While Cal-OSHA regulations have been in place for several years mandating employers in California to protect outdoor employees from the hazards of heat illness, the sole remedy under the current law for a violation is a citation issued by the Department of Occupational Safety and Health. Lawmakers felt that the current system of issuing citations for Cal-OSHA violations was not adequately enforcing the heat illness prevention regulations, and so the legislature included a penalty for such violations. Under the newly revised Labor Code section 226.7, an employer who fails to provide the mandated recovery period will be required to pay the employee one additional hour of pay at the employee’s regular rate of compensation for each work day that a recovery period was not provided. Thus, the Division of Labor Standards Enforcement and workers themselves will now be able to bring an action if the employer fails to provide a work-free recovery period.

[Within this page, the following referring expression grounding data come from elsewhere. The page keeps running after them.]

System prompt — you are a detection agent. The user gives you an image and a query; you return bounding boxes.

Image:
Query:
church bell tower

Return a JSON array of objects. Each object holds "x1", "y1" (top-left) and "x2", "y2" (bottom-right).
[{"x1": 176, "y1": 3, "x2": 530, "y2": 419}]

The current regulations related to heat illness prevention apply to all employers with workers in outdoor spaces. The regulations provide that all outdoor workers shall have access to potable drinking water and “be allowed and encouraged to take a cool-down rest in the shade for a period of no less than five minutes at a time when they feel the need to do so to protect themselves from overheating. Such access to shade shall be permitted at all times.” (Cal. Code of Regulations, Title 8, § 3395(c) & (d).) Shade is required when the temperature exceeds 85 degrees Fahrenheit. The shaded area must be either open to the air or provided with ventilation or cooling. And the amount of shade present shall be “at least enough to accommodate 25% of the employees on the shift at any time, so that they can sit in a normal posture fully in the shade without having to be in physical contact with each other.” (Cal. Code Regulations, Title 8, § 3395(d).) When the temperature does not exceed 85 degrees Fahrenheit, the employer must either provide the same shade as required when the temperatures exceed 85 degrees Fahrenheit, or provide timely access to shade upon an employee’s request. “Shade” is defined in the regulation as the “blockage of direct sunlight” and is not considered adequate “when heat in the area of shade defeats the purpose of shade, which is to allow the body to cool. For example, a car sitting in the sun does not provide acceptable shade to a person inside it, unless the car is running with air conditioning.” (Cal. Code Regulations, Title 8, § 3395(b).)

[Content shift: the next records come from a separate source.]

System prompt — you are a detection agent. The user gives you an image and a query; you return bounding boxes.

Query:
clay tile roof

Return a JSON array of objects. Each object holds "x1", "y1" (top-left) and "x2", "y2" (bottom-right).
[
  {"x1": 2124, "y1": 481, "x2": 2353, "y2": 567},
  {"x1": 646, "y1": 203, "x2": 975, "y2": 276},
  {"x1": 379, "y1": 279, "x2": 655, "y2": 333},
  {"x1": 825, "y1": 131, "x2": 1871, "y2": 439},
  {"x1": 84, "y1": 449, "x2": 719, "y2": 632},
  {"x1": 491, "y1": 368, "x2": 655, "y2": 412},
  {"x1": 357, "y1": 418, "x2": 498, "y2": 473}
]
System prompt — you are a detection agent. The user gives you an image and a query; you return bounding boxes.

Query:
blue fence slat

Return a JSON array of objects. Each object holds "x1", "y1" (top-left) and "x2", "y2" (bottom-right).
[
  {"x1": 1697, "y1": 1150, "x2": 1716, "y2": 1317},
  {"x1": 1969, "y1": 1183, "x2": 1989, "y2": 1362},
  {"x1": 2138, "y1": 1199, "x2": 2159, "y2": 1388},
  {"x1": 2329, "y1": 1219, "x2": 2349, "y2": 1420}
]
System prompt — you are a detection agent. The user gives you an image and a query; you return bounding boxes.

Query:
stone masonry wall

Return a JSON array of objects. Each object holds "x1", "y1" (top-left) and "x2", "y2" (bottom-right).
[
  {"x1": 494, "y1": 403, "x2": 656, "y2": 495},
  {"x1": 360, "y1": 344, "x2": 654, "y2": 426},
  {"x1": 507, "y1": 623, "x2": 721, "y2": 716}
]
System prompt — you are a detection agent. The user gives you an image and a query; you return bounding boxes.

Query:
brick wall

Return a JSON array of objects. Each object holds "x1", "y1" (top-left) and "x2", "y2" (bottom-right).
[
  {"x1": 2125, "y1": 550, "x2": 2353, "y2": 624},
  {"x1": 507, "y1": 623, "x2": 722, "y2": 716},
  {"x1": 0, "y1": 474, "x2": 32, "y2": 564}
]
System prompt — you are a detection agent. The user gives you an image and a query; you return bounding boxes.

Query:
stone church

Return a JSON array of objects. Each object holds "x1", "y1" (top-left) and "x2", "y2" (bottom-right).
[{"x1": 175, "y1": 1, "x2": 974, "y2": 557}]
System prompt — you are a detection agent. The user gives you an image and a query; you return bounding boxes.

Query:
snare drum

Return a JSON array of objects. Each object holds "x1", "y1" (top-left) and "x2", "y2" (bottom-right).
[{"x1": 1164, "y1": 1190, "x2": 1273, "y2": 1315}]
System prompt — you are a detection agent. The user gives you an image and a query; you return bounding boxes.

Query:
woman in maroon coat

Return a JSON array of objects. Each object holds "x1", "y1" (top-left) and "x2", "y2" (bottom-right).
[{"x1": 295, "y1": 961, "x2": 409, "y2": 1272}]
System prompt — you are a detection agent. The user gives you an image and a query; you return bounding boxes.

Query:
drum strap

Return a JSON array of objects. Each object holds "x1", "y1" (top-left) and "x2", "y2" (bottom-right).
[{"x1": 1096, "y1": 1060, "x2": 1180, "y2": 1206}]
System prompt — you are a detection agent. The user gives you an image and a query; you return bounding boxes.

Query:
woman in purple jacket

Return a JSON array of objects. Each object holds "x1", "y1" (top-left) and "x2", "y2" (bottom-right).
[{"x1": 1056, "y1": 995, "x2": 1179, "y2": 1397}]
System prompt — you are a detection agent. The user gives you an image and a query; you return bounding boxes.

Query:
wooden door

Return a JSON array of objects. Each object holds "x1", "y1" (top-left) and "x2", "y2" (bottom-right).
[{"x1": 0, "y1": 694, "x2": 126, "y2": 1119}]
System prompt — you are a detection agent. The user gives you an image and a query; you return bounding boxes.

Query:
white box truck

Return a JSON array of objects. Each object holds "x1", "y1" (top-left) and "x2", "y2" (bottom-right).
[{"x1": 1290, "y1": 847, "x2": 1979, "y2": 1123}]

For those employers in the agriculture, construction, landscaping, and oil and gas extraction industries, as well as those involved in the transportation or delivery of agricultural products, construction materials, or other heavy materials, there are additional “high heat” procedures that those employers must comply with when temperatures exceed 95 degrees Fahrenheit. These procedures include ensuring that effective communication is maintained so that employees at the work site can contact a supervisor when necessary, observing employees for alertness and any signs or symptoms of heat illness, and reminding employees throughout the work shift to drink plenty of water. (Cal. Code Regulations, Title 8, § 3395(e).)

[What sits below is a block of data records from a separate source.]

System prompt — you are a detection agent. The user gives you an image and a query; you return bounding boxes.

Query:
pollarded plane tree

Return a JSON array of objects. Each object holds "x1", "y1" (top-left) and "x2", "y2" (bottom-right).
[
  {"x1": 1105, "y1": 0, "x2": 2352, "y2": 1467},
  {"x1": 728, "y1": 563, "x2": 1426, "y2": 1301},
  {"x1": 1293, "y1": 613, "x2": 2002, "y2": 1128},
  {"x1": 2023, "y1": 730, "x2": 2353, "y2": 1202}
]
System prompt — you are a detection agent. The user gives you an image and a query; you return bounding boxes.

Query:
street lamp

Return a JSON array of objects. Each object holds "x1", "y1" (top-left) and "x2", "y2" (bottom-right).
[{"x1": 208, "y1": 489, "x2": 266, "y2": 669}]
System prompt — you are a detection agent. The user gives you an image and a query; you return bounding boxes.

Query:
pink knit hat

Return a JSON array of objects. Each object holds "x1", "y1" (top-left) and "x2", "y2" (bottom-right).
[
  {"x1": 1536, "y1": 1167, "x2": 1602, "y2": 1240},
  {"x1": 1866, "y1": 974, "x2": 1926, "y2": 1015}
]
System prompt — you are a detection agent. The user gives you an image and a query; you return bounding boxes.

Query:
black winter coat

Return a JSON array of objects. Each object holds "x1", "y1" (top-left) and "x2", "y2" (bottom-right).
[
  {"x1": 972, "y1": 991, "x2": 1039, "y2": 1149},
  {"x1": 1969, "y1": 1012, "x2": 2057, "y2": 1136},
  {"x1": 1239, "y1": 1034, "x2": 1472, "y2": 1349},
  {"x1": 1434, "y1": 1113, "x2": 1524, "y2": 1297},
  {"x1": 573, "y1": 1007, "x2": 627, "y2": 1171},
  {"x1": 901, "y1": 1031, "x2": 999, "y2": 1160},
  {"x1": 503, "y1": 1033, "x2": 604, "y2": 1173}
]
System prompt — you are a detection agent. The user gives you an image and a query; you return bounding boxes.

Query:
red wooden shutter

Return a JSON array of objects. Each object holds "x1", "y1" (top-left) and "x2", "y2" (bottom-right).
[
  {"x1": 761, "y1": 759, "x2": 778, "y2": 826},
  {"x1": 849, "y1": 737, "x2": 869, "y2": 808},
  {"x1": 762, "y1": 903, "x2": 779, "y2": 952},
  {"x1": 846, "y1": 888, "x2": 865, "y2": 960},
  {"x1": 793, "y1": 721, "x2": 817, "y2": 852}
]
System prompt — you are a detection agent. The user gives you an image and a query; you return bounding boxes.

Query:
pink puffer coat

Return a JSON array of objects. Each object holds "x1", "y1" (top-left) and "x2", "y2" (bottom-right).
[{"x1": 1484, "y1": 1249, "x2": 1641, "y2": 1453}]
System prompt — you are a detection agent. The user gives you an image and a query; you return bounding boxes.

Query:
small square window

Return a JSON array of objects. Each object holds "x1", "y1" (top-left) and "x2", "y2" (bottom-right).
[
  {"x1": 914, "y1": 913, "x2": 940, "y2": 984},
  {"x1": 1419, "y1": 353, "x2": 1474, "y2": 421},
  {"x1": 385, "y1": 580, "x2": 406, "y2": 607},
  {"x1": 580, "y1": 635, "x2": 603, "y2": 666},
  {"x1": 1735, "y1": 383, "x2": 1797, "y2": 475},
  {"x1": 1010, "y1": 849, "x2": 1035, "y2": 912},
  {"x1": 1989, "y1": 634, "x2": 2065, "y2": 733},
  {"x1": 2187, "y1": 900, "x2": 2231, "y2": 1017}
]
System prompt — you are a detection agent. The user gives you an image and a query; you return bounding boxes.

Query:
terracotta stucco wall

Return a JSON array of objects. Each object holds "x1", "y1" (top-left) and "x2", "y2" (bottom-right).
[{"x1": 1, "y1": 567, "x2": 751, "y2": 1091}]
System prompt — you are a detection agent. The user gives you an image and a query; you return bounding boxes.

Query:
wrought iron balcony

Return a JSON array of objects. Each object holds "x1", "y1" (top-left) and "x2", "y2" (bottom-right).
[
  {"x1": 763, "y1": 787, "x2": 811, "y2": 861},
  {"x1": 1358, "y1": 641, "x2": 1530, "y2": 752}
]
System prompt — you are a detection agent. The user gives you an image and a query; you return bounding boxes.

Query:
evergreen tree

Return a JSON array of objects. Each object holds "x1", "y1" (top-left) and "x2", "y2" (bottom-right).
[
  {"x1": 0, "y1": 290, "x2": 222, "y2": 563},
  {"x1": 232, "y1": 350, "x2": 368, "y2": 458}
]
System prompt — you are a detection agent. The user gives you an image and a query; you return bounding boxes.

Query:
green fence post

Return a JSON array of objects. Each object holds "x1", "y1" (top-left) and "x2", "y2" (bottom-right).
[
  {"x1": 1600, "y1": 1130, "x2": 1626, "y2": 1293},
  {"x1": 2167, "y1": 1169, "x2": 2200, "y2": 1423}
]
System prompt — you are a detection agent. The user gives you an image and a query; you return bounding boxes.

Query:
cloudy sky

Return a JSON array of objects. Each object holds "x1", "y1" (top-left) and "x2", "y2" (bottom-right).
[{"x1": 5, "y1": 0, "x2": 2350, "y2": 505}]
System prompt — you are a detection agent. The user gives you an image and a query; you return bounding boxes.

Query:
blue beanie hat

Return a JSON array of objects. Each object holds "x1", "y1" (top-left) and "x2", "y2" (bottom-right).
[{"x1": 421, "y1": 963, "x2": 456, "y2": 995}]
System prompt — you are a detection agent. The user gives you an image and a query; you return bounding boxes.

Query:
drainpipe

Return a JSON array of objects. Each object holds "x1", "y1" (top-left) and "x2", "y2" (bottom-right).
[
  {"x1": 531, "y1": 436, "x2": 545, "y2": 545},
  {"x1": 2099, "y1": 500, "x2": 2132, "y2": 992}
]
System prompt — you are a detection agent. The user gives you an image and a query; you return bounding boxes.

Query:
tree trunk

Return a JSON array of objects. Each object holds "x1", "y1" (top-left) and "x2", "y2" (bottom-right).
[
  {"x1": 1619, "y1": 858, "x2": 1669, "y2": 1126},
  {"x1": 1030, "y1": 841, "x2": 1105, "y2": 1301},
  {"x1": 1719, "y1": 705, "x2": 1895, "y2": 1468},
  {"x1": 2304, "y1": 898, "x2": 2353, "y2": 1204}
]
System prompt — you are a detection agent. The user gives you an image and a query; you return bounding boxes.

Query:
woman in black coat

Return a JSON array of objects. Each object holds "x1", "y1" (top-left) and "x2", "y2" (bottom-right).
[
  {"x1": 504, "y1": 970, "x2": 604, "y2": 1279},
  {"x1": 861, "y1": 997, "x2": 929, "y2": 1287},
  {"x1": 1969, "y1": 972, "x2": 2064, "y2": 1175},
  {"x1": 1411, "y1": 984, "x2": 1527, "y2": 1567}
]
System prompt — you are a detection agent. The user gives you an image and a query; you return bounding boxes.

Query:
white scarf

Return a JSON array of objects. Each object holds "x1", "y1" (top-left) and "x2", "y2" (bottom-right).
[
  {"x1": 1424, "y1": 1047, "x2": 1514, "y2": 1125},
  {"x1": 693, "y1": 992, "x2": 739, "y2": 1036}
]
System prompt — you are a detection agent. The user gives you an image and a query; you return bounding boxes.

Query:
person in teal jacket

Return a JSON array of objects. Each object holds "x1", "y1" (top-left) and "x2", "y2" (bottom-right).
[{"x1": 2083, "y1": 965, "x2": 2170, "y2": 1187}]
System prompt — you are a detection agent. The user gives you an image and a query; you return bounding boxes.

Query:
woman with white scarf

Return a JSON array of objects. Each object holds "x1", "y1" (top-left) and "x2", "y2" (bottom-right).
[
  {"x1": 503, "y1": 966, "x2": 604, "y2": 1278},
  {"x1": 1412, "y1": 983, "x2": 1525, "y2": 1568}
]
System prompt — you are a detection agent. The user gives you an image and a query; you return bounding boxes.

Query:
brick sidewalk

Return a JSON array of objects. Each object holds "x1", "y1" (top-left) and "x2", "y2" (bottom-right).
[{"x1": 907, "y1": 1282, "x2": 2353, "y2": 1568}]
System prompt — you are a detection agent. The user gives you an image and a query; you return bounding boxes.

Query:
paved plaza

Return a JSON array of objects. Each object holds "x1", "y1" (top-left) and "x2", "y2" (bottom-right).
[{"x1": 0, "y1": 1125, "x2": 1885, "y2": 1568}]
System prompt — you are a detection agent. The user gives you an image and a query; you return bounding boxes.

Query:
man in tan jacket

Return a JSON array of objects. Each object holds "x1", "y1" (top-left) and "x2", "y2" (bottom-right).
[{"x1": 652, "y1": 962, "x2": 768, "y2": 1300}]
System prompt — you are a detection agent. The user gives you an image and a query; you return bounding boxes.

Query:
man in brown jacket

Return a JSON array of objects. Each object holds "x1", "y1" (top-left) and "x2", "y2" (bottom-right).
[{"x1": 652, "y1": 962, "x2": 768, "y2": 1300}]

Employers with employees who work outdoors should review their heat illness prevention programs to ensure that they comply with the Cal-OSHA regulations. These programs, which are required by Cal-OSHA to be in writing, should be reviewed to make sure they provide procedures for employees to request recovery periods and to ensure adequate shade and recovery periods are provided when appropriate. It is expected that this will be a new area of litigation as there are no precise terms for when recovery periods must be provided. Rather, the regulations as currently worded permit an employee to subjectively determine when a recovery period is needed, and there is no indication in the regulations as to when an employer could deny additional recovery periods as excessive. Accordingly, it is recommended that employers become familiar with these regulations, make sure their heat illness prevention programs comply with the regulations, and document the provision of recovery breaks to their employees.